Prabowo Himawan mengatakan bahwa di Kyiv kini banyak barikade, beton-beton, kawat berduri, serta patroli keamanan rakyat.
"Suasana Kyiv, ada rasa mencekam karena ada barikade-barikade itu, ada jejak-jejak pertempuran sedikit. Kalau di pinggiran, ada truk terbakar, tank di tengah jalan. Saya tinggal di pinggiran dan saya melihat itu," papar pria yang sehari-hari bekerja sebagai dosen di Universitas Taras Shevchenko, Kyiv.
Suasana di Kota Kyi, sambungnya, sepi dan banyak relawan keamanan rakyat yang bersenjata di tiap tikungan.
"Kalau ketemu tentara reguler, saya tak takut karena profesional. Saya nggak grogi ketika mereka memberhentikan kendaraan, periksa sambil menodongkan senapannya. Tapi kalau keamanan rakyat kan orangnya nggak jelas, pegang senjata masih gemetar. Orang sipil ditodong dan ditanya dokumennya, seram juga saya," kata Prabowo seperti dirilis BBC News Indonesia .
Untuk menunjang keperluan sehari-hari, supermarket dan apotek masih buka.
"Apotek buka, tapi antrean pasti panjang. Setiap toko dan supermarket yang buka, pasti antre dan panjang," paparnya Endang Nurdin.
Iryna Zalevska, salah seorang mahasiswi di Kyiv yang diajar Prabowo, mengatakan hal senada. Menurutnya, banyak produk makanan—seperti roti, susu, dan sayuran—telah ludes di supermarket.
Dia mengatakan sudah bersiap jika sewaktu-waktu harus mengungsi.
Dubes RI ungkap kondisi terkini warga Negara Indonesia di perbatasan Rusia-Ukraina
"Di sini ada barang-barang yang sudah dikumpulkan untuk evakuasi. Ada koper dan barang-barang," tutur Irina dalam bahasa Indonesia yang fasih, menunjukkan koper-koper yang sudah mereka siapkan.

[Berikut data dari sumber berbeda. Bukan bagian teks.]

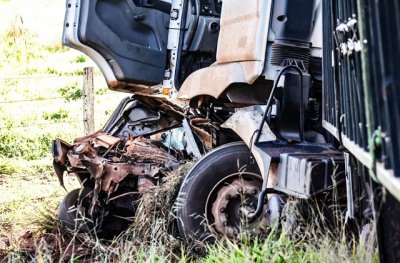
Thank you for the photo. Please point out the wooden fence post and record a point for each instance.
(88, 101)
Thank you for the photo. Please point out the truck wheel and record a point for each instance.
(216, 192)
(71, 211)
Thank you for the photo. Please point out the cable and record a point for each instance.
(283, 70)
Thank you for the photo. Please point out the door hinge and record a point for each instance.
(174, 14)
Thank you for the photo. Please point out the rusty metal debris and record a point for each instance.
(143, 141)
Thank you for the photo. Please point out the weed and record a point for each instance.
(80, 59)
(71, 92)
(58, 115)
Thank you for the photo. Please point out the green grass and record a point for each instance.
(30, 192)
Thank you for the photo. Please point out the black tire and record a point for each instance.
(67, 212)
(200, 181)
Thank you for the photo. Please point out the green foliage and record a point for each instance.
(26, 146)
(6, 167)
(56, 47)
(80, 59)
(58, 115)
(71, 92)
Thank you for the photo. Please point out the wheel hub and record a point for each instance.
(235, 197)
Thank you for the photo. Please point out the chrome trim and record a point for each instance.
(70, 38)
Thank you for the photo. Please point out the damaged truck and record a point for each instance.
(281, 103)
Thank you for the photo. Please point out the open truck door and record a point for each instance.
(126, 38)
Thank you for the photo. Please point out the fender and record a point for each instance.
(245, 122)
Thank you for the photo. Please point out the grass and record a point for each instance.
(40, 84)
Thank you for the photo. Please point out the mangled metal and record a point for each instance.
(138, 147)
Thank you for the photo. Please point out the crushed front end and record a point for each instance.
(145, 139)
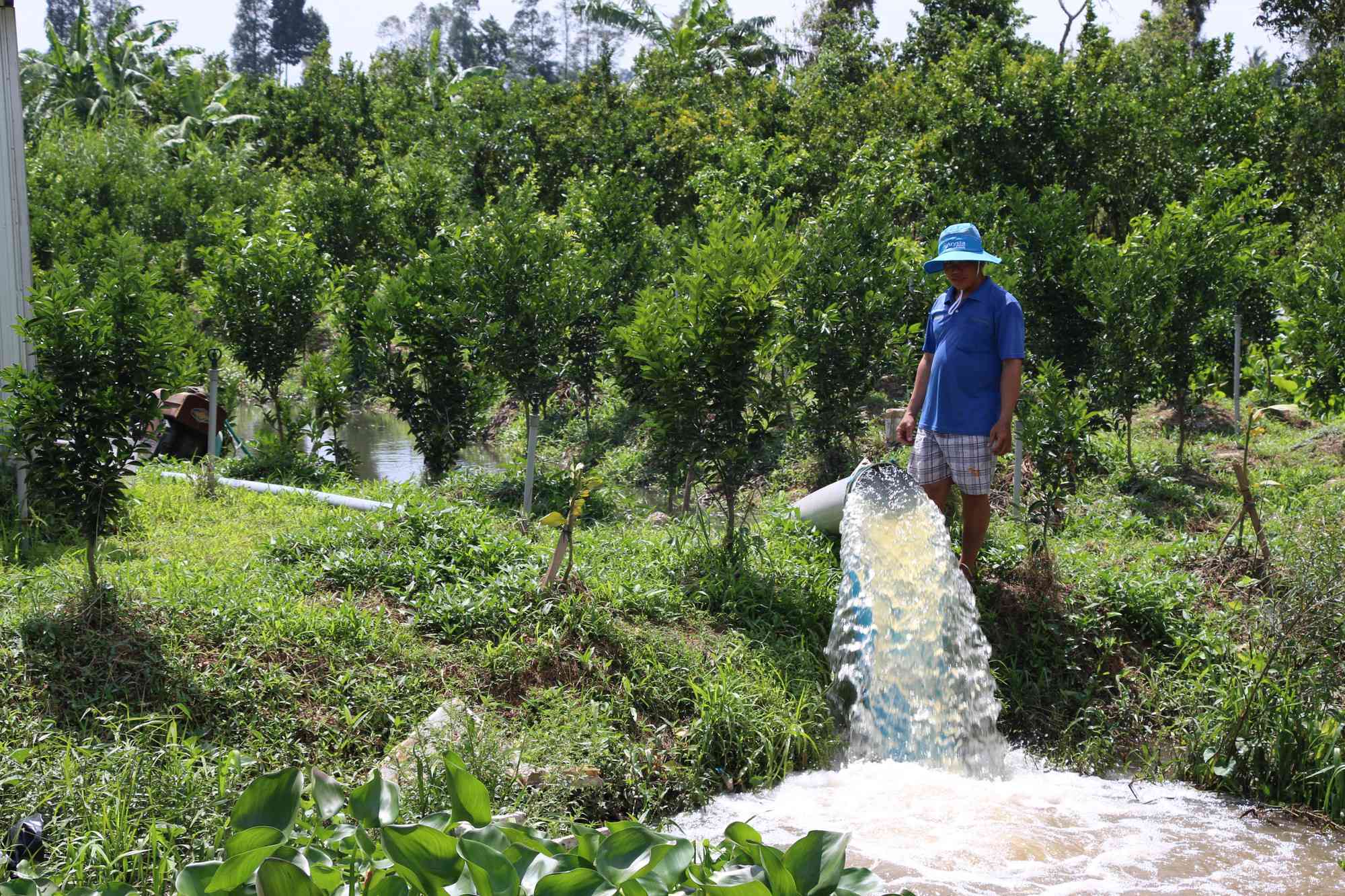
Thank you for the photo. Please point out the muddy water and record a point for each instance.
(933, 798)
(939, 833)
(383, 443)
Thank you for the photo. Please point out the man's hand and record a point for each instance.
(907, 430)
(1001, 439)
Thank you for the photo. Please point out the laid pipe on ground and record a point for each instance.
(266, 487)
(825, 506)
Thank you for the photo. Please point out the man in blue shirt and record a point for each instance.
(966, 385)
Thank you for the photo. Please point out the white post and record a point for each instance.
(15, 259)
(1017, 464)
(532, 462)
(213, 427)
(1238, 372)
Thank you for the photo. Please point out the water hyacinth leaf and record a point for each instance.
(777, 873)
(239, 870)
(279, 877)
(424, 856)
(544, 865)
(630, 852)
(377, 802)
(861, 881)
(245, 841)
(492, 836)
(817, 861)
(492, 872)
(738, 880)
(194, 879)
(271, 801)
(454, 760)
(471, 801)
(665, 874)
(587, 840)
(367, 842)
(582, 881)
(439, 821)
(389, 887)
(329, 794)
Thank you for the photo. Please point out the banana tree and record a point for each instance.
(704, 36)
(89, 77)
(202, 116)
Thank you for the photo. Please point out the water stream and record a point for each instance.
(383, 443)
(935, 801)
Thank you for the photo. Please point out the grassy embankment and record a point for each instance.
(260, 631)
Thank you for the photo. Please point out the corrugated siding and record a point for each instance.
(15, 259)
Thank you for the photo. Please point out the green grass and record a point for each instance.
(258, 631)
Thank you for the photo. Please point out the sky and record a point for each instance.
(354, 24)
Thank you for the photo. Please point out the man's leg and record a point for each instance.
(938, 493)
(976, 521)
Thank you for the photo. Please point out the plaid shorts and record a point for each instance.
(968, 459)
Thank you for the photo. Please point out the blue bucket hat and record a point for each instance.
(960, 243)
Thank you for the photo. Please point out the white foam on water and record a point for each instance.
(909, 657)
(941, 833)
(935, 801)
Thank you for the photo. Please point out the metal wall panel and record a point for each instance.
(15, 257)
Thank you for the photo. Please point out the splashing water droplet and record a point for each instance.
(909, 658)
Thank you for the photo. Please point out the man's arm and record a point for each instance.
(1011, 384)
(907, 428)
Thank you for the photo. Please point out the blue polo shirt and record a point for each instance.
(970, 341)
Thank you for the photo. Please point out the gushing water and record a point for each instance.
(909, 658)
(913, 682)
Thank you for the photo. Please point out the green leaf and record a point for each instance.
(778, 874)
(245, 841)
(239, 870)
(272, 801)
(279, 877)
(817, 861)
(861, 881)
(587, 841)
(426, 856)
(666, 873)
(377, 802)
(582, 881)
(544, 865)
(738, 880)
(471, 801)
(329, 794)
(439, 821)
(630, 852)
(194, 879)
(493, 873)
(389, 887)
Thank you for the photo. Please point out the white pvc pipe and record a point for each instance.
(532, 462)
(1238, 370)
(266, 487)
(1017, 464)
(825, 506)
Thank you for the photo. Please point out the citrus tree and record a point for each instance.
(264, 288)
(422, 326)
(77, 419)
(707, 343)
(852, 302)
(523, 278)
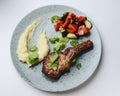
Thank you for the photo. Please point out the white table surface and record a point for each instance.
(106, 16)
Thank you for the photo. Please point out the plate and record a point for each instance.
(75, 77)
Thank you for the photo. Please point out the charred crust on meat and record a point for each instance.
(65, 59)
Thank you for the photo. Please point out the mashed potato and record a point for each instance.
(22, 48)
(42, 45)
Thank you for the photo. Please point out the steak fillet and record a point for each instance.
(64, 59)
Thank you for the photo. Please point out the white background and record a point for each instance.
(106, 16)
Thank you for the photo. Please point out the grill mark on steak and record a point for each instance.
(64, 59)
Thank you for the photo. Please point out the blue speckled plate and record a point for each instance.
(75, 77)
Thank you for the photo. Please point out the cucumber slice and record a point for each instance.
(88, 24)
(71, 35)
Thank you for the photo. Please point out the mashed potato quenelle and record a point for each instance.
(24, 54)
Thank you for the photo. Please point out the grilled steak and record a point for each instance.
(64, 59)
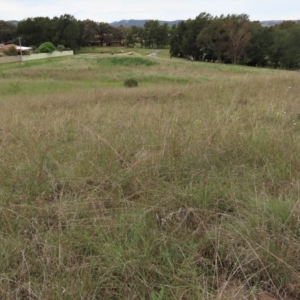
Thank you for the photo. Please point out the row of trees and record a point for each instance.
(64, 30)
(235, 39)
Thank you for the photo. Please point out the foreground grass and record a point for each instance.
(173, 190)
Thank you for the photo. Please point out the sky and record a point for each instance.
(165, 10)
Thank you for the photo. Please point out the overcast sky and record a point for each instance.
(166, 10)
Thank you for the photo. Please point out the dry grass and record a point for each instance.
(192, 192)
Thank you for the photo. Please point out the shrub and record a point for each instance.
(60, 48)
(46, 47)
(11, 51)
(130, 82)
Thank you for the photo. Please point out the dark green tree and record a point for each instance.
(237, 31)
(211, 40)
(46, 47)
(7, 31)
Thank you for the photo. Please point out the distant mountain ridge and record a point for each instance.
(140, 23)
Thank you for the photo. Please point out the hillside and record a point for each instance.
(140, 23)
(185, 187)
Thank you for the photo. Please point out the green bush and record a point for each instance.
(46, 47)
(130, 82)
(60, 48)
(11, 51)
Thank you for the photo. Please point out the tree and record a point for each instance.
(7, 31)
(291, 56)
(193, 28)
(211, 40)
(177, 33)
(90, 33)
(237, 37)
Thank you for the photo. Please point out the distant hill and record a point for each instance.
(14, 22)
(140, 23)
(275, 22)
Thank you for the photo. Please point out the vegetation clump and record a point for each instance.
(130, 82)
(60, 48)
(11, 51)
(46, 47)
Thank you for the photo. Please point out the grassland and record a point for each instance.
(186, 187)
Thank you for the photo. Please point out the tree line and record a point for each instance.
(235, 39)
(227, 39)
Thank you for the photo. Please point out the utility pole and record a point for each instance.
(20, 48)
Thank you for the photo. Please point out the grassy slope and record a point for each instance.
(187, 186)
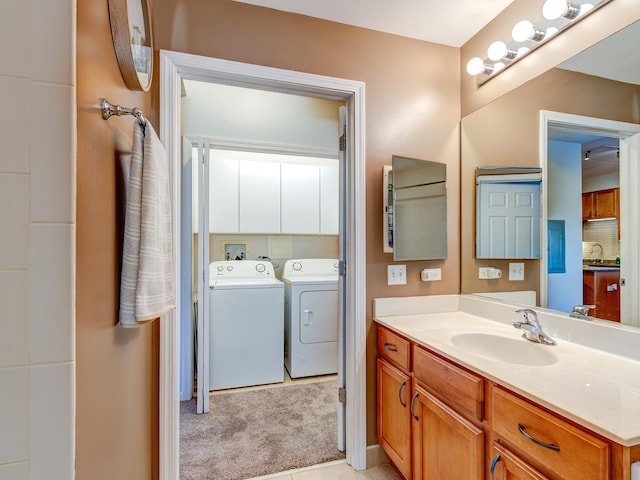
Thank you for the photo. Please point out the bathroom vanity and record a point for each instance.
(462, 395)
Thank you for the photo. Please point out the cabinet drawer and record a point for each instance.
(460, 389)
(569, 453)
(394, 348)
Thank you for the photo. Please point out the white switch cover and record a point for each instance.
(396, 274)
(516, 271)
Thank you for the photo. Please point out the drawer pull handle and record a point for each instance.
(494, 462)
(413, 400)
(550, 446)
(402, 385)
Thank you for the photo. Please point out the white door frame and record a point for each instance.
(629, 136)
(175, 66)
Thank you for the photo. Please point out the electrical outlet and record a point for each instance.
(516, 271)
(431, 274)
(396, 274)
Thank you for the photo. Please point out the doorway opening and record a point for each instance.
(174, 67)
(575, 249)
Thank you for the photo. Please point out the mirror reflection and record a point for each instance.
(582, 174)
(419, 209)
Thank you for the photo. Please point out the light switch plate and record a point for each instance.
(516, 271)
(396, 274)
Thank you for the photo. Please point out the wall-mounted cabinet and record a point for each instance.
(268, 197)
(601, 204)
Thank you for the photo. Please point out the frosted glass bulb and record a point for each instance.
(497, 50)
(585, 7)
(553, 9)
(523, 30)
(475, 66)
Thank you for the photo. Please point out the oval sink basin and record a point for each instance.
(505, 349)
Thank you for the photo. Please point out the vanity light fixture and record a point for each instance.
(526, 36)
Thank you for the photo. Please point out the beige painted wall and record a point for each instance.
(505, 133)
(117, 369)
(412, 109)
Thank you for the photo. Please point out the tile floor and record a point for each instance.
(335, 471)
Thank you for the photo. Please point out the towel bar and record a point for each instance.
(108, 109)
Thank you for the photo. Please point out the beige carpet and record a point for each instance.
(252, 433)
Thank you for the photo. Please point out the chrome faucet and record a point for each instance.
(581, 312)
(531, 326)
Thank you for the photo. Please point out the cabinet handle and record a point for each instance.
(494, 462)
(550, 446)
(413, 399)
(402, 385)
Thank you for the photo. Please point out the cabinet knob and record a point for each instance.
(550, 446)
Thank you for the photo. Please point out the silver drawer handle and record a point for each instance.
(402, 385)
(390, 347)
(494, 462)
(413, 400)
(550, 446)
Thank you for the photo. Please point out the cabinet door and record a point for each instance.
(300, 198)
(259, 197)
(445, 445)
(223, 195)
(394, 420)
(329, 199)
(506, 465)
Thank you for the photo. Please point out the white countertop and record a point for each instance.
(594, 387)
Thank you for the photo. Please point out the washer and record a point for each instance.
(311, 316)
(246, 328)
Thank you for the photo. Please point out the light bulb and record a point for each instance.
(497, 50)
(522, 31)
(475, 66)
(553, 9)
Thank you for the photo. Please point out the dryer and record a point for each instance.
(246, 324)
(311, 316)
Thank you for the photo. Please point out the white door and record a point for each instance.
(202, 392)
(342, 289)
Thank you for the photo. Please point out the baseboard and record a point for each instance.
(376, 456)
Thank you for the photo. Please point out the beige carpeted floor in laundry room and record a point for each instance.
(254, 432)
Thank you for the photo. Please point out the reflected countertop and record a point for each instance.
(597, 388)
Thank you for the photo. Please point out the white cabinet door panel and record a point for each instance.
(300, 198)
(259, 197)
(329, 199)
(223, 196)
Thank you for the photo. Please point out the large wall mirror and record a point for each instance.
(584, 166)
(419, 209)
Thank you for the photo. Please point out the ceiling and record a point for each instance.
(447, 22)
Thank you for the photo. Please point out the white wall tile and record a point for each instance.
(14, 218)
(52, 166)
(15, 40)
(14, 471)
(14, 319)
(14, 128)
(14, 398)
(52, 281)
(51, 410)
(52, 35)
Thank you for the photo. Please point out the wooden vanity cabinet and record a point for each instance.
(445, 444)
(456, 423)
(393, 396)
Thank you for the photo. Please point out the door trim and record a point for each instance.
(175, 66)
(629, 137)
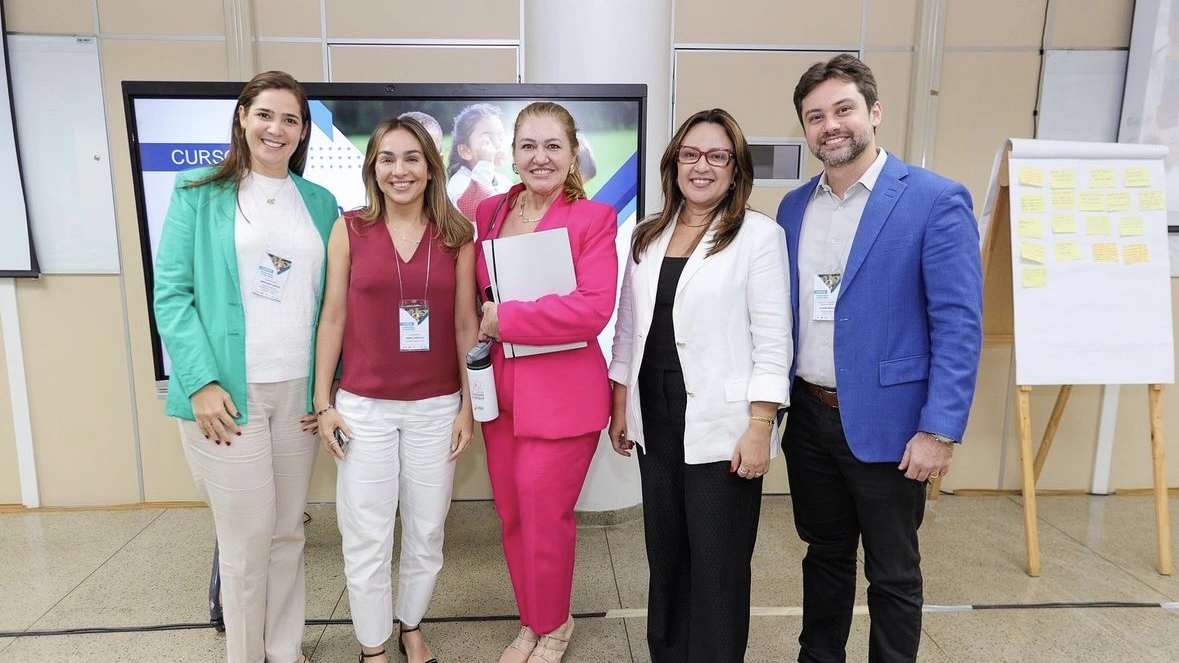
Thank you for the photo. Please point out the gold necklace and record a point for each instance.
(524, 204)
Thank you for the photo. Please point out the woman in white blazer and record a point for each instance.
(700, 367)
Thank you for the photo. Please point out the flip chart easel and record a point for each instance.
(1074, 258)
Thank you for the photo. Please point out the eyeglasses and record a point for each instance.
(719, 157)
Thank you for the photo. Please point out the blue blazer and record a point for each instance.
(908, 322)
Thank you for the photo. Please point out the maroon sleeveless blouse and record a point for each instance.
(374, 365)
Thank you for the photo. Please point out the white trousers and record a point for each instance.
(399, 451)
(257, 490)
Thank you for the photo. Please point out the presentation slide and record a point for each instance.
(190, 127)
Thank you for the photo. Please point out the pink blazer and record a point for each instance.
(567, 393)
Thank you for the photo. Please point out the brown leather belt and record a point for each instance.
(827, 396)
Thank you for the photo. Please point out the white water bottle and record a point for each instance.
(485, 405)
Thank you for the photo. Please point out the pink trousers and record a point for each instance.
(535, 485)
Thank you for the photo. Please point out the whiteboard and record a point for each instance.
(61, 129)
(1089, 263)
(15, 250)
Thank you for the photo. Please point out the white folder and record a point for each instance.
(526, 268)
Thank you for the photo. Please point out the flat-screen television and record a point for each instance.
(176, 126)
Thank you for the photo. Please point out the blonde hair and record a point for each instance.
(574, 189)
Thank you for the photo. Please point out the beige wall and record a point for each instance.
(77, 329)
(10, 476)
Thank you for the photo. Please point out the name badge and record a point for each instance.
(414, 316)
(827, 291)
(270, 279)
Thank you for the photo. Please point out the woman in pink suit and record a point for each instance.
(552, 406)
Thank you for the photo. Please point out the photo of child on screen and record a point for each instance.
(479, 146)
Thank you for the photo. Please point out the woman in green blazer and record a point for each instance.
(238, 281)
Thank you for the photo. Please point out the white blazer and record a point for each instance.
(732, 330)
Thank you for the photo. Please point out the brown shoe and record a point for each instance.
(551, 648)
(520, 648)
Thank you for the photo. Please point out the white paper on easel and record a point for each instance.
(1089, 264)
(525, 268)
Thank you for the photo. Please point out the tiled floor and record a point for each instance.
(150, 568)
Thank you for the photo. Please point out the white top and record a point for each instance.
(277, 334)
(829, 227)
(732, 334)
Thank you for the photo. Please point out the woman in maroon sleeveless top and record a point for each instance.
(399, 312)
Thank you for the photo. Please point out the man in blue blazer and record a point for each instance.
(887, 295)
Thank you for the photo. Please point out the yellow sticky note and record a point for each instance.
(1131, 227)
(1137, 176)
(1031, 227)
(1033, 251)
(1135, 254)
(1062, 178)
(1035, 277)
(1068, 251)
(1105, 251)
(1064, 199)
(1098, 224)
(1118, 201)
(1092, 202)
(1064, 223)
(1031, 176)
(1101, 178)
(1032, 203)
(1151, 201)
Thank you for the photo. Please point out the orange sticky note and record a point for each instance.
(1151, 201)
(1135, 254)
(1032, 203)
(1137, 176)
(1105, 251)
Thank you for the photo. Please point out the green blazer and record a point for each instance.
(198, 296)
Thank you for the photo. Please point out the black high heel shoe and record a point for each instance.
(401, 644)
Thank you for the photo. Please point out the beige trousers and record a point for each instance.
(257, 490)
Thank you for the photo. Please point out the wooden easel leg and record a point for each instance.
(1049, 433)
(1031, 530)
(1159, 458)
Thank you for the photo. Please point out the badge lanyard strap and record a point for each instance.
(429, 254)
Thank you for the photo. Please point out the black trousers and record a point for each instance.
(837, 500)
(700, 525)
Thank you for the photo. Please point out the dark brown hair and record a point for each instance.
(455, 229)
(236, 165)
(843, 66)
(574, 190)
(730, 211)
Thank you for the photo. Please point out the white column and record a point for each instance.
(607, 41)
(18, 388)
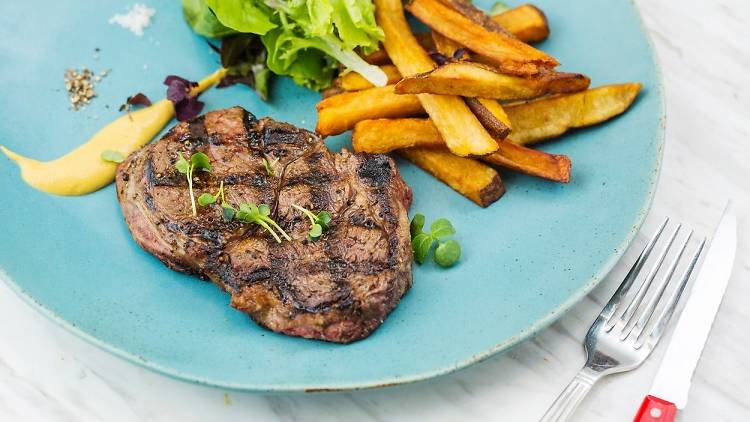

Hingga Selasa (01/03), 99 WNI telah dievakuasi dari Ukraina.
Namun, masih ada sekitar 13 WNI yang belum dapat dievakuasi dan sekitar 20 WNI yang memilih menetap di Ukraina, termasuk Prabowo.
Puluhan WNI telah dievakuasi
Puluhan WNI yang berkumpul di KBRI Kyiv telah dievakuasi ke Romania via Moldova.
Tono (bukan nama sebenarnya) mengatakan mereka telah melintasi perbatasan Moldova pada Senin (28/02) malam waktu setempat. "Kita semua aman, termasuk balita," sebutnya.
Keterangan dari KBRI Kyiv menyebutkan 60 WNI dan satu warga negara Ukraina yang merupakan suami salah seorang WNI, dievakuasi dengan tujuh mobil melalui jalan darat menuju perbatasan Ukraina dan Moldova, dengan jarak sekitar 330 kilometer, melewati 10 checkpoints (pos pemeriksaan).
Erna Herlina, pejabat KBRI Kyiv, mengatakan mereka "tidak melewati pusat kota, tapi ke arah pinggiran, dan tidak melihat ada gedung yang rusak."
"Tapi saya sempat lihat ada dua kepulan asap di kejauhan, namun saya tak dapat memastikan apakah asap itu akibat pertempuran atau bukan," kata Erna.
Di perbatasan, para WNI dan tim evakuasi bertemu dengan tim dari KBRI Bucharest. Selanjutnya para WNI dibawa ke Bucharest, Romania.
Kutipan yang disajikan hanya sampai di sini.